2019-07-18 15:01

Geschwister Beyeler gehören zu den Favoriten

Ringgenberg

Am Sonntag endet das eidgenössische Armbrustschützenfest in Ringgenberg mit dem Ausstich zum Schützenkönig.

Irene Beyeler aus Schwarzenburg siegte 2006. Foto: Walter Pfäffli

Irene Beyeler aus Schwarzenburg siegte 2006. Foto: Walter Pfäffli

In Ringgenberg findet oberhalb dem Brienzersee noch bis am Sonntag das 24. Eidgenössische Armbrustschützenfest statt. Erstmals wurde das «Eidgenössische» 1898 in Zürich durchgeführt. Letztmals war das Fest 1981 im Kanton Bern ausgetragen worden, damals ebenfalls in Ringgenberg. Seit 2016 findet der Grossanlass alle drei (zuvor alle fünf) Jahre statt.
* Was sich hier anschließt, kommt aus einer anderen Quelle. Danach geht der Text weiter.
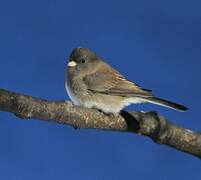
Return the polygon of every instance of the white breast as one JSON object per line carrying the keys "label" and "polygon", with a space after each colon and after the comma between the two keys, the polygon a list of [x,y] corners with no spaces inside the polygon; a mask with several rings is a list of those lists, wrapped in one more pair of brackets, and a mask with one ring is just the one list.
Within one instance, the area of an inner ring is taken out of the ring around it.
{"label": "white breast", "polygon": [[65,87],[66,87],[66,91],[68,93],[68,96],[70,97],[71,101],[73,101],[73,104],[80,105],[80,101],[76,98],[76,96],[72,92],[71,88],[68,86],[67,81],[65,82]]}

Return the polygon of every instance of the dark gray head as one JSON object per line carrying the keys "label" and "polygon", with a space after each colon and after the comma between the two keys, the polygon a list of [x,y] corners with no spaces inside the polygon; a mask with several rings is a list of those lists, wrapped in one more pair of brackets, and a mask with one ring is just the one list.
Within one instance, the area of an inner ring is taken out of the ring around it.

Höhepunkt der zahlreichen Wettkämpfe bildet jeweils der Ausstich des Eidgenössischen Schützenkönigs über 30 m. Titelverteidiger ist der Zürcher Jürg Ebnöther, der 2016 die Beyeler-Geschwister Irene (2.) und Simon (4.) bezwang. Die Schwarzenburger gehören zu den besten Armbrustschützen im Land und dominierten die Feste 2011 und 2006, als sie jeweils die ersten beiden Plätze belegten – allerdings in umgekehrter Reihenfolge. Der 37-jährige Simon und die vier Jahre jüngere Irene Beyeler sind auch heuer in Ringgenberg dabei. Ebenfalls zum Favoritenkreis zählt der U-23-Weltmeister Mirco Steiner aus Wasen i.E.

Im Ausstisch müssen die 40 qualifizierten Schützen 30 Schuss in 90 Minuten abgegeben. Der 37 Gramm schwere Pfeil fliegt mit gut 200 Stundenkilometern durch die Luft. Nach 30 Metern sollte er in der Mitte der Scheibe im 6 mm grossen Kreis der Maximalpunktzahl 10 einschlagen. Zum Ergebnis des Ausstichs zählt auch das Resultat aus der Qualifikation. Der daraus ermittelte Sieger erhält einen Gold-Kopfkranz mit Schleife sowie eine neue Match-Armbrust und darf sich auf Lebzeiten Schützenkönig nennen.